Sivakumar Ponnurengam Malliappan, Premkumar B, Prabhawathi Veluchamy, Prabhakar Pranav Kumar
Center for Molecular Biology, Institute of Research and Development, Duy Tan University, Da Nang, Vietnam.
Department of Pharmacology, K. K College of Pharmacy, Gerugambakkam, Chennai, Tamil Nadu, India.
Mini Rev Med Chem. 2021;21(20):3166-3182. doi: 10.2174/1389557521666210422114909.

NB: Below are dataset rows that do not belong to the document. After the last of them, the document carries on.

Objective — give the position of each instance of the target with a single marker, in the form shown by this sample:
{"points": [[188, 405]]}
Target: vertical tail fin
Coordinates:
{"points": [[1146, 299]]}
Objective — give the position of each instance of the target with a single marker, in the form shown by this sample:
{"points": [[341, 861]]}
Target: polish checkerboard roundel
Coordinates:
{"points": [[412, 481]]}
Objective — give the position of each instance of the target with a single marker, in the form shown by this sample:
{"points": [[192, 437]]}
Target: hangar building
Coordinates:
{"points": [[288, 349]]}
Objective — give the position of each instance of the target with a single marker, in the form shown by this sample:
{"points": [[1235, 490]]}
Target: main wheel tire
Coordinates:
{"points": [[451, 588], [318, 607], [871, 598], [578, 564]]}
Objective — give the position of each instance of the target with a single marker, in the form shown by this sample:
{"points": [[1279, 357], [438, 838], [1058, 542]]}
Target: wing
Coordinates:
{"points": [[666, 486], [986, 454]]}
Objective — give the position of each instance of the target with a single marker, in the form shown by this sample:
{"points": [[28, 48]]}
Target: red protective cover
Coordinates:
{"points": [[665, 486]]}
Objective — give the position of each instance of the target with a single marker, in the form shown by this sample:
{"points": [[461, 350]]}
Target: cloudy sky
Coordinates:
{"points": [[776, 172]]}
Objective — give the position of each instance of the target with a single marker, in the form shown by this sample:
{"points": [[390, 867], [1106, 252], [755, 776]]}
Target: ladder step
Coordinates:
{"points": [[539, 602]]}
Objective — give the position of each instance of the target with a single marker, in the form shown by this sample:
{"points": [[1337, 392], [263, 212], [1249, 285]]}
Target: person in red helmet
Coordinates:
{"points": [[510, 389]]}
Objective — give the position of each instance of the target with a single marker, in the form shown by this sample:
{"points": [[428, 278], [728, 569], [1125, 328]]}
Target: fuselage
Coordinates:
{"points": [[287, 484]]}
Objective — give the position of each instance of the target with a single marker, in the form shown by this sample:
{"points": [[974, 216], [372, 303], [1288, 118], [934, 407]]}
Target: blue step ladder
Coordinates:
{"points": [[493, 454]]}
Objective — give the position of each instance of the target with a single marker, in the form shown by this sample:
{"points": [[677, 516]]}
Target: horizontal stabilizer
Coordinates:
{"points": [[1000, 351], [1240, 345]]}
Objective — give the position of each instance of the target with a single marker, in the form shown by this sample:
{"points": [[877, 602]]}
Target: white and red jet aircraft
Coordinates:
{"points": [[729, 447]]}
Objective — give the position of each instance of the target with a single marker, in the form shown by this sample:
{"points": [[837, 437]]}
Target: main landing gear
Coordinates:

The cardiovascular complications of Type 2 Diabetes Mellitus (T2DM) including myocardial infarction, heart failure, peripheral vascular disease and, stroke and retinopathy, nephropathy and neuropathy are microvascular complications. While the newer therapies like glitazones or even Dipeptidyl- peptidase-IV (DPP-IV) inhibitors increase the risk of therapy, the Glucagon Like Peptide-1 Receptor Agonists (GLP-1RAs), were reported as suitable alternates. The GLP-1RAs reduce Major Adverse Cardiovascular Events (MACE), have anti-atherogenic potential, and possess pleiotropic activity. The GLP-1RAs were found to improve neuroprotection, enhance neuronal growth, reduce the incidence of stroke, and improve central insulin resistance. The GLP-1RAs are beneficial in improving the glycemic profile, preventing macroalbuminuria and reducing the decline in eGFR and enhancing renal protection. The renal benefits of add-on therapy of GLP-1RAs with SGLT-2 inhibitors have composite renal outcomes such as suppression of inflammatory pathways, improvement in natriuresis, diuresis, found to be nephroprotective. Improvement in glycemic control with a reduction in body weight and intraglomerular pressure and prevention of tubular injury makes the GLP-1RAs as suitable add-on therapies in improving cardiorenal outcomes. Obesity, an important contributor to insulin resistance and a reduction in weight, is an essential therapeutic option in addressing diabetic-obesity. It also reduces the damage to blood-retinal-barrier, thus beneficial in halting the development of diabetic retinopathy. In diabetic complications, glycemic control, addressing insulin resistance through weight loss, controlling atherosclerosis through anti-inflammatory effects and cardio-renal-neuro protection, makes GLP-1RAs a suitable therapeutic strategy on long-term treatment of T2DM. This review discusses the role of GLP-1RAs in diabetes, the dosage, mono or combination therapy with other antidiabetics in long-term treatment and its effect in uncontrolled diabetes.
2型糖尿病(T2DM)的心血管并发症包括心肌梗死、心力衰竭、外周血管疾病、中风,而视网膜病变、肾病和神经病变则属于微血管并发症。虽然像格列酮类甚至二肽基肽酶-4(DPP-IV)抑制剂等新型疗法会增加治疗风险,但胰高血糖素样肽-1受体激动剂(GLP-1RAs)被报道为合适的替代药物。GLP-1RAs可降低主要不良心血管事件(MACE),具有抗动脉粥样硬化潜力,并具有多效活性。研究发现,GLP-1RAs可改善神经保护作用、促进神经元生长、降低中风发生率并改善中枢胰岛素抵抗。GLP-1RAs有助于改善血糖状况、预防大量蛋白尿、减少估算肾小球滤过率(eGFR)下降并增强肾脏保护作用。GLP-1RAs与钠-葡萄糖协同转运蛋白2(SGLT-2)抑制剂联合治疗的肾脏益处具有复合肾脏结局,如抑制炎症途径、改善尿钠排泄和利尿作用,被发现具有肾脏保护作用。通过改善血糖控制、减轻体重和降低肾小球内压力以及预防肾小管损伤,使得GLP-1RAs成为改善心肾结局的合适联合治疗药物。肥胖是胰岛素抵抗的重要因素且减轻体重是治疗糖尿病肥胖的重要治疗选择。它还可减少对血视网膜屏障的损害,因此有助于阻止糖尿病视网膜病变的发展。在糖尿病并发症中,通过控制血糖、减轻体重来解决胰岛素抵抗、通过抗炎作用控制动脉粥样硬化以及进行心肾神经保护,使得GLP-1RAs成为T2DM长期治疗的合适治疗策略。本综述讨论了GLP-1RAs在糖尿病中的作用、剂量、与其他抗糖尿病药物的单药或联合治疗在长期治疗中的应用及其在未控制糖尿病中的效果。